ThinkBrake: Mitigating Overthinking in Tool Reasoning
Minjae Oh, Sangjun Song, Seungkyu Lee, Sungmin Jo, Yohan Jo
TL;DR
The paper addresses overthinking in small reasoning models during tool use, showing that SRMs often reach the correct tool–argument step but continue thinking and overwrite it. Using causal oracle rollouts that insert </think> at sentence boundaries, the authors demonstrate recoverable headroom and quantify a dramatic accuracy boost on BFCL when termination is appropriately timed. They introduce ThinkBrake, a training-free decoding heuristic that terminates thinking based on a log-probability margin at sentence boundaries, and show it preserves or improves accuracy while reducing token usage across BFCL splits and model scales. The work highlights practical gains in efficiency for tool reasoning, with ThinkBrake achieving strong performance across model sizes while reducing compute and paving the way for more robust decoding strategies.
Abstract
Small reasoning models (SRMs) often overthink during tool use: they reach a correct tool-argument configuration, then continue reasoning and overwrite it with an incorrect final call.

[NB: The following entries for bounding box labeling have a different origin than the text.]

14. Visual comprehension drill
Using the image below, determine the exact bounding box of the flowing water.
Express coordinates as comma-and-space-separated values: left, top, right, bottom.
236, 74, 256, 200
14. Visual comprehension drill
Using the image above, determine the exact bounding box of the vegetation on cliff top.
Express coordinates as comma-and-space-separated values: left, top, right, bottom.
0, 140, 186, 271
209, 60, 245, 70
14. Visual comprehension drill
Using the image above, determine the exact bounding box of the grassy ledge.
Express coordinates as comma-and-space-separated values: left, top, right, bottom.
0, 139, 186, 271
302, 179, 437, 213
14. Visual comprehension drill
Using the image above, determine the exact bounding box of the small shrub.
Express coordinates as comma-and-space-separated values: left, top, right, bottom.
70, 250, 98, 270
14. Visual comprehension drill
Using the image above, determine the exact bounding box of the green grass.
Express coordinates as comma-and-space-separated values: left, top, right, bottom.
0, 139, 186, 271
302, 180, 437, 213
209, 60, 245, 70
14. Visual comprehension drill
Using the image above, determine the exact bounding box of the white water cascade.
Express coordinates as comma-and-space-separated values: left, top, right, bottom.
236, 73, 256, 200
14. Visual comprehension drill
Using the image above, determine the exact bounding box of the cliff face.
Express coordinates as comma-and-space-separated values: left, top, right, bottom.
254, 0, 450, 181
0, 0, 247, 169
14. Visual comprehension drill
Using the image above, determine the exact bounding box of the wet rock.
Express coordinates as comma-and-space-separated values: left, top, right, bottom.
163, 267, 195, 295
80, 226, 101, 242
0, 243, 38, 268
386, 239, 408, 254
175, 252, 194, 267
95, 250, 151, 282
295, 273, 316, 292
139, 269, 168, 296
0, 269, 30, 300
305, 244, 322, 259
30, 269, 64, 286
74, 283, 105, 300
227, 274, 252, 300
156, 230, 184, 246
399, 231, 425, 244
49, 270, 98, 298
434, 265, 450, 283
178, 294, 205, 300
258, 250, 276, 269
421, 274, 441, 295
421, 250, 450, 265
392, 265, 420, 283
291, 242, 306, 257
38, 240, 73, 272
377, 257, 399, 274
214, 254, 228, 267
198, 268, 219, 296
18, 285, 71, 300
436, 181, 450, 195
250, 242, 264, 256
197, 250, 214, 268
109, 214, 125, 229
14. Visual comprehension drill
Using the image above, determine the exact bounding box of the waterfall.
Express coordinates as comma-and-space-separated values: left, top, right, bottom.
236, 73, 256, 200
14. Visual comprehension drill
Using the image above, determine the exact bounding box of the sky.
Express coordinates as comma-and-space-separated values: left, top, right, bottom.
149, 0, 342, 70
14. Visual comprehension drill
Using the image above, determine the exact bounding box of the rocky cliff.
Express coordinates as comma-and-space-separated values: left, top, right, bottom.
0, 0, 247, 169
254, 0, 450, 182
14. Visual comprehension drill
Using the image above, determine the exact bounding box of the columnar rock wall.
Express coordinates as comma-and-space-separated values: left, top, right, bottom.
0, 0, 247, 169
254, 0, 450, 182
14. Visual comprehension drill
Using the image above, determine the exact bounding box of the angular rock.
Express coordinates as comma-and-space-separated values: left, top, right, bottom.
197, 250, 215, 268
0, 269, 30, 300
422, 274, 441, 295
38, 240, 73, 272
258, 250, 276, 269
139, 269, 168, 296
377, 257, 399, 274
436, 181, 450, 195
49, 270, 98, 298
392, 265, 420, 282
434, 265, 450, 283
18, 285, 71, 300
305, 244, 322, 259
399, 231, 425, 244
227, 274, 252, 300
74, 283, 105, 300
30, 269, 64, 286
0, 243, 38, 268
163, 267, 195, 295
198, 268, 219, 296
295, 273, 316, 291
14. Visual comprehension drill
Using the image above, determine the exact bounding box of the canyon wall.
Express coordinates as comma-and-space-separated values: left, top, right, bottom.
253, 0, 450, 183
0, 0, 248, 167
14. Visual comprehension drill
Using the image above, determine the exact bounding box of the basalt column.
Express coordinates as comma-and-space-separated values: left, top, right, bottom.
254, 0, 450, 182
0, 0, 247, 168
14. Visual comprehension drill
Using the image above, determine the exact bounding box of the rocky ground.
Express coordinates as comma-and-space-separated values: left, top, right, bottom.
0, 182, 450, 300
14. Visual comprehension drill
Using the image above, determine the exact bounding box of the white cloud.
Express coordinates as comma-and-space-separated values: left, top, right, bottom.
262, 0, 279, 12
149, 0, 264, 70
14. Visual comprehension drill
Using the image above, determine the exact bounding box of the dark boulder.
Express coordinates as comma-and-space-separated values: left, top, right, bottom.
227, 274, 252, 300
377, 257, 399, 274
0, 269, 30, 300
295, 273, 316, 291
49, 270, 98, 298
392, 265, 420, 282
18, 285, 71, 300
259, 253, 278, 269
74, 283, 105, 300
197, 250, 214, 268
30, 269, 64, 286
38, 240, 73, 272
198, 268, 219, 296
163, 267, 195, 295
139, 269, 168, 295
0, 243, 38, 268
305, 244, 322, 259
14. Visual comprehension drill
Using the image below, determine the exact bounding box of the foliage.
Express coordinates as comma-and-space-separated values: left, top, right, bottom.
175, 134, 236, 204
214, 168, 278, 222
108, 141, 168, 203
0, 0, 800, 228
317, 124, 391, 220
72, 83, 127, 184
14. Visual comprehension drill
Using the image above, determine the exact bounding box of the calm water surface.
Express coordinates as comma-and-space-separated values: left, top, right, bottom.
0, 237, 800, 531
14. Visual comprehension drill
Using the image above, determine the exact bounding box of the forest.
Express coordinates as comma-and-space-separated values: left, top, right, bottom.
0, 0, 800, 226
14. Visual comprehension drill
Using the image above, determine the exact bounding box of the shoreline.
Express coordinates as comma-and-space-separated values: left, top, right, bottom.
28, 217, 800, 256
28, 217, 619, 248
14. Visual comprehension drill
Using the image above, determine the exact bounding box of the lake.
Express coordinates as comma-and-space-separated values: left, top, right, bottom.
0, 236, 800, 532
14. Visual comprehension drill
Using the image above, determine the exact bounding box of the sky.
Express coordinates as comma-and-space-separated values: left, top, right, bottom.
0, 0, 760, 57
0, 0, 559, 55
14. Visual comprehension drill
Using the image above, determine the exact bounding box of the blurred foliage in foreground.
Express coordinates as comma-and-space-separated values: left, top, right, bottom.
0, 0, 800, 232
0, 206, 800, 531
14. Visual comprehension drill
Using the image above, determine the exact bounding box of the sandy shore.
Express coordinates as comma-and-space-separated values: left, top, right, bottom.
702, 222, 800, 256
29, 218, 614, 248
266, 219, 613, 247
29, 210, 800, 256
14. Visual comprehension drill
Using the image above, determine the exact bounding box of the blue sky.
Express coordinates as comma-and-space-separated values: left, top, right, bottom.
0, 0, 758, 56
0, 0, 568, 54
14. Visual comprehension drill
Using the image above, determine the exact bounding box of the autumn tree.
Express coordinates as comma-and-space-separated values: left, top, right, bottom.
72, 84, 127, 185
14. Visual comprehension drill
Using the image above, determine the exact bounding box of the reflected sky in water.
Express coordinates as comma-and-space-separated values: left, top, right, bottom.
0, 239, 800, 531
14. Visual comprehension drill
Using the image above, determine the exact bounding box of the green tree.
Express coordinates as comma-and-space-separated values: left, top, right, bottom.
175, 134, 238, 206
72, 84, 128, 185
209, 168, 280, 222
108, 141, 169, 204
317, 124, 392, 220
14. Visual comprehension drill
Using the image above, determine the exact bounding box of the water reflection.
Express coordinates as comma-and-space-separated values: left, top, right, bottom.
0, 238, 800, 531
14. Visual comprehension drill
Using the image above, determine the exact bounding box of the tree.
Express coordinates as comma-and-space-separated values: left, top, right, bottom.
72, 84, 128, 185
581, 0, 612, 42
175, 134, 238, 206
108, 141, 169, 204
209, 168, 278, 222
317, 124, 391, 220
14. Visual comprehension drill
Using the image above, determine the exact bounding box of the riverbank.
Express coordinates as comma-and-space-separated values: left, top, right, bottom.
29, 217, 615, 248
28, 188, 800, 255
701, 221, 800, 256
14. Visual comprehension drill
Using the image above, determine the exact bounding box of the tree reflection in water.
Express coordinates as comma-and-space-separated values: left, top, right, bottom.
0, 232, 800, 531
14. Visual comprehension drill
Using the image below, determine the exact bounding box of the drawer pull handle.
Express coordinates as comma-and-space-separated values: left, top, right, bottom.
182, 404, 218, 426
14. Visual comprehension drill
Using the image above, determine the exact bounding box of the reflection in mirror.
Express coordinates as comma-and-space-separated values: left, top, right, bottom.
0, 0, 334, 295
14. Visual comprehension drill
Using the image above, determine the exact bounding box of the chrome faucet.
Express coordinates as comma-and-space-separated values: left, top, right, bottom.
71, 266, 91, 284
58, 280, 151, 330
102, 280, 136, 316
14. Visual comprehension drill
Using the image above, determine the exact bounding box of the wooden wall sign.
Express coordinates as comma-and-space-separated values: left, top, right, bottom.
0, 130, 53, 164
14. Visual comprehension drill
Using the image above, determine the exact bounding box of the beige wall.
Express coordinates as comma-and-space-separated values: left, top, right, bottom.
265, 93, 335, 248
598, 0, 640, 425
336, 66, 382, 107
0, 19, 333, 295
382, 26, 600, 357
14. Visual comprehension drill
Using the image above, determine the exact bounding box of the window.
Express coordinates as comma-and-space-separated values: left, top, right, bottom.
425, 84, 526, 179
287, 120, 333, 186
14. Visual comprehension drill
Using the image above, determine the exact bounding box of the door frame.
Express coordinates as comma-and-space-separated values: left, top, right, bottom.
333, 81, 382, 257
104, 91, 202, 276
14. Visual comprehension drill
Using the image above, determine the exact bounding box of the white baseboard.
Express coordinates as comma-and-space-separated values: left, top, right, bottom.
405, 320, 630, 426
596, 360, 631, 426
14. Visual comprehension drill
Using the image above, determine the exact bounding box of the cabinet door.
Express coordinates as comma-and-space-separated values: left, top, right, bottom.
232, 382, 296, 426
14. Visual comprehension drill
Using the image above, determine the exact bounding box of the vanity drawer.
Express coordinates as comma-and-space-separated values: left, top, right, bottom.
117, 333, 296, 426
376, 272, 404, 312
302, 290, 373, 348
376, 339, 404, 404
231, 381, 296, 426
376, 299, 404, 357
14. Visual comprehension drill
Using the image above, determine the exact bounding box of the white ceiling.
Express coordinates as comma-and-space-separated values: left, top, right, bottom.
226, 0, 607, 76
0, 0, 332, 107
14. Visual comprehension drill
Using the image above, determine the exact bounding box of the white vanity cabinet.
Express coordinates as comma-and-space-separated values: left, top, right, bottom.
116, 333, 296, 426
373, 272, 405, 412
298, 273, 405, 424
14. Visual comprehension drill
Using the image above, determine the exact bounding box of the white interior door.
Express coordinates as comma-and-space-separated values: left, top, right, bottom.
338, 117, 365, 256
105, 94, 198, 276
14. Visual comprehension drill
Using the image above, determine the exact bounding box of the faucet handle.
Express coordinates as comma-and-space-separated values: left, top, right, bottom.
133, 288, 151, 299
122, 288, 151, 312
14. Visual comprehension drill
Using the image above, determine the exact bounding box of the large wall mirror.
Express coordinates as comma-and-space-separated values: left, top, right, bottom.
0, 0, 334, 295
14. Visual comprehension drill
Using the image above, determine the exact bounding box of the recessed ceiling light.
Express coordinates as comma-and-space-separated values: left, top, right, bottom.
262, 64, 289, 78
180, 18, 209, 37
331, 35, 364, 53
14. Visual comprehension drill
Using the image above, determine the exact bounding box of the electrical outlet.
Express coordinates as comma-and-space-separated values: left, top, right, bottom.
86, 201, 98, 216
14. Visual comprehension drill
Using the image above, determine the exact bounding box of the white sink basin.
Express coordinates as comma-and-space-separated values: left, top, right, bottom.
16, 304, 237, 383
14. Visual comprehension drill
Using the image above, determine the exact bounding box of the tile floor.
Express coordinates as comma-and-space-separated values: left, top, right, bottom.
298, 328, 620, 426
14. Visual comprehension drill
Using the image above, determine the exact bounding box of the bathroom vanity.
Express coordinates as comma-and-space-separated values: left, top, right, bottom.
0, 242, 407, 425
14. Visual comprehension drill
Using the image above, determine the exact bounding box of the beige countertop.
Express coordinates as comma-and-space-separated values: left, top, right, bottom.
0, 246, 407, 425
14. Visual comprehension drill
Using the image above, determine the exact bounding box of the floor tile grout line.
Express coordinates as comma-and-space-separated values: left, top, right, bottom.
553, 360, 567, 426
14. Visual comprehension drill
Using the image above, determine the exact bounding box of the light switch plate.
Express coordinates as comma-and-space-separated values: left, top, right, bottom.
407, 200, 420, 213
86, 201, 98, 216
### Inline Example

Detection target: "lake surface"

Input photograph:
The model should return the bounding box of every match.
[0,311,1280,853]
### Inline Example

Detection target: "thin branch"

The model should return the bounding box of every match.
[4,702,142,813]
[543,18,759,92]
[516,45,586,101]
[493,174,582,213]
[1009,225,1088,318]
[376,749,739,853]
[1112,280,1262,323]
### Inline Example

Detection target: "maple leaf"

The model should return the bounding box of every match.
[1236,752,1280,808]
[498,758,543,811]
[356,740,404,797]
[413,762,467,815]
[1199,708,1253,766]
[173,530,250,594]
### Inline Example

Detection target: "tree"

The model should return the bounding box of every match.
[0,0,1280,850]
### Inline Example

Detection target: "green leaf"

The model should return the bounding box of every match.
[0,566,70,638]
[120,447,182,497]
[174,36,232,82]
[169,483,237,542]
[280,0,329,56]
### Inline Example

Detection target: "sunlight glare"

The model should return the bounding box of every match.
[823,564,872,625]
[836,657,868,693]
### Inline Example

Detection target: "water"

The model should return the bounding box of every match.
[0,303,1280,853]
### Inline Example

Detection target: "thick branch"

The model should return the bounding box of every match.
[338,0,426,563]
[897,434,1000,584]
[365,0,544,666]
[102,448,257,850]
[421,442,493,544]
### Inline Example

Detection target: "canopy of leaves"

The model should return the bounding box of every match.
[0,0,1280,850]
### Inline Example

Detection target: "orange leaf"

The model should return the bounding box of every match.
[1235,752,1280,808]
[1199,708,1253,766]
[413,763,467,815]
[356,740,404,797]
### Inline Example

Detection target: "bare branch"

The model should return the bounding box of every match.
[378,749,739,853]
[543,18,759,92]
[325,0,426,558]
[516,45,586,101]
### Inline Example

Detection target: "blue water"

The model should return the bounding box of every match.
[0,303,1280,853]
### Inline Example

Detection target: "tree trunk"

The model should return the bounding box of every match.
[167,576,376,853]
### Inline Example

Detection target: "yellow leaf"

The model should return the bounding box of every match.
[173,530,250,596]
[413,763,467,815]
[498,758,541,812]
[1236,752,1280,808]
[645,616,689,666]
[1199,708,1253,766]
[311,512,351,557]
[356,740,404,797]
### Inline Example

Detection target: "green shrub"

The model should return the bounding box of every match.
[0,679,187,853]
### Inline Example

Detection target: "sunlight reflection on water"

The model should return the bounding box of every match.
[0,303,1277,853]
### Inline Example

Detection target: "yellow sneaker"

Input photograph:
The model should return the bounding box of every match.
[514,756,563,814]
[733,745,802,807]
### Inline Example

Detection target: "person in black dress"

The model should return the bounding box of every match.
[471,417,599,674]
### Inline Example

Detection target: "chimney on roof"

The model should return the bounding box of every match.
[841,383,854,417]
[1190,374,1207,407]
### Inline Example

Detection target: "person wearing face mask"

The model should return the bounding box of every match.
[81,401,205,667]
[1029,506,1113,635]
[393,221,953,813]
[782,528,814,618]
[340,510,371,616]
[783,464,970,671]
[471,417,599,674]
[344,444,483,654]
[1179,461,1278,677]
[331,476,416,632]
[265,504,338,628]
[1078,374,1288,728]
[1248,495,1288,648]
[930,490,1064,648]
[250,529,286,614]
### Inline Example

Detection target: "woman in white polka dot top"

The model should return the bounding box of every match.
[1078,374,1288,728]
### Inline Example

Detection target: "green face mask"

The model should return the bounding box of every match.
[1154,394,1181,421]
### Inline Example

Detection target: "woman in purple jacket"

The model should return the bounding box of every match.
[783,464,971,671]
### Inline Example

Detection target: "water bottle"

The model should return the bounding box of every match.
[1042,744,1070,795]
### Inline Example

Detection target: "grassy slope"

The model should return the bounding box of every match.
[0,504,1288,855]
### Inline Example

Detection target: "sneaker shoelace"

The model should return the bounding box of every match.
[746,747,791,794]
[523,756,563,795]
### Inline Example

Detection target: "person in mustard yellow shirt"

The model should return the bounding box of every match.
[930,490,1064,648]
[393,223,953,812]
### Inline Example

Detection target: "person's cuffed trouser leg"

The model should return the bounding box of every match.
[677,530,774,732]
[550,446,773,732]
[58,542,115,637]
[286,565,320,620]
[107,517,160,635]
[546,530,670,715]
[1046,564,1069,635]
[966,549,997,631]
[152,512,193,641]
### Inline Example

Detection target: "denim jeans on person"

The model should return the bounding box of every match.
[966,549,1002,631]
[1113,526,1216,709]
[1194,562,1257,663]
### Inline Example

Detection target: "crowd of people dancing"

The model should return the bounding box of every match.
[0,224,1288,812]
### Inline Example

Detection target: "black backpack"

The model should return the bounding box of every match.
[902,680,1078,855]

We diagnose overthinking via oracle rollouts that inject </think> at sentence boundaries. On the Berkeley Function Calling Leaderboard (BFCL), this oracle termination lifts average accuracy from 85.8\% to 94.2\% while reducing tokens by 80-94\%, revealing substantial recoverable headroom and potential redundant reasoning. While prior work on concise reasoning has largely targeted mathematics, tool reasoning remains underexplored. We adapt various early-termination baselines to tool use and introduce ThinkBrake, a training-free decoding heuristic. ThinkBrake monitors the log-probability margin between </think> and the current top token at sentence boundaries and triggers termination when this margin becomes small. Across BFCL's single turn, non-live and live splits, ThinkBrake preserves or improves accuracy while reducing tokens up to 25\%, outperforming various baselines.